Детство в девяностых (СИ) - Стилл Оливия (е книги .TXT) 📗
Это вырвалось у неё случайно. Она даже не сразу поняла смысл своих слов.
— Сестрёнка, подумай, что ты говоришь — ты же ещё ребёнок…
— Ну и что? Я ведь потом вырасту!
— Понимаешь, я к тебе очень хорошо отношусь, — Володька с трудом подбирал слова. — Будь ты лет на пять постарше, я бы, может, с тобой гулял, а не с ней… Да нет, дело не в этом… Я люблю тебя, но как брат…
— Любишь? — спросила Даша, глядя ему в глаза.
— Конечно, люблю. Ты всегда была и остаёшься для меня любимой сестрёнкой…
И Володя, наклонившись, вдруг нежно поцеловал её в лоб. Даша не ожидала этого жеста, но поцелуй этот братнинский вдруг словно что-то перевернул в ней, каким-то ясным, спокойным теплом заливая всё её существо. Поддавшись первому порыву, она с силой обняла Володю за шею и поцеловала прямо в губы, и в ту же секунду, вся красная от смущения, стремглав побежала прочь.
Глава 20
На ужин тётка Людмила пожарила молодой картошки с огорода. Поставив чугунную сковороду в центр стола, дала всем по ломтю чёрного хлеба. Жареная картоха — не пшёнка на воде: уплеталась за милую душу, только за ушами тряслось.

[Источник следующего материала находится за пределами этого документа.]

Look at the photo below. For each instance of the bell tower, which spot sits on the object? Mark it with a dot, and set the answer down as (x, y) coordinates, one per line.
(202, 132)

Дашин папа, которого в семье его тёщи, бабы Нюры, за глаза называли «пентюхом», неловко поддевал вилкой шкворки, пытался балагурить, чтобы хоть как-то разрядить обстановку после недавнего конфликта.
— И, значит, вызвала его жена сантехника… — рассказывал он, еле сдерживась от распиравшего его смеха, — Что это, говорит, унитаз так засорился, что — я извиняюсь, не за столом будь сказано — говно не смывает, и вода не уходит?.. Оказалось, там чулок застрял…
Вдруг тётю Валю, которая только что с аппетитом ела жареную картошку, вырвало прямо там. Рассказ тут же оборвался; все с недоумением посмотрели в её сторону. Она покраснела как рак, запоздало зажала себе рот рукой и, икая, выбежала в сени.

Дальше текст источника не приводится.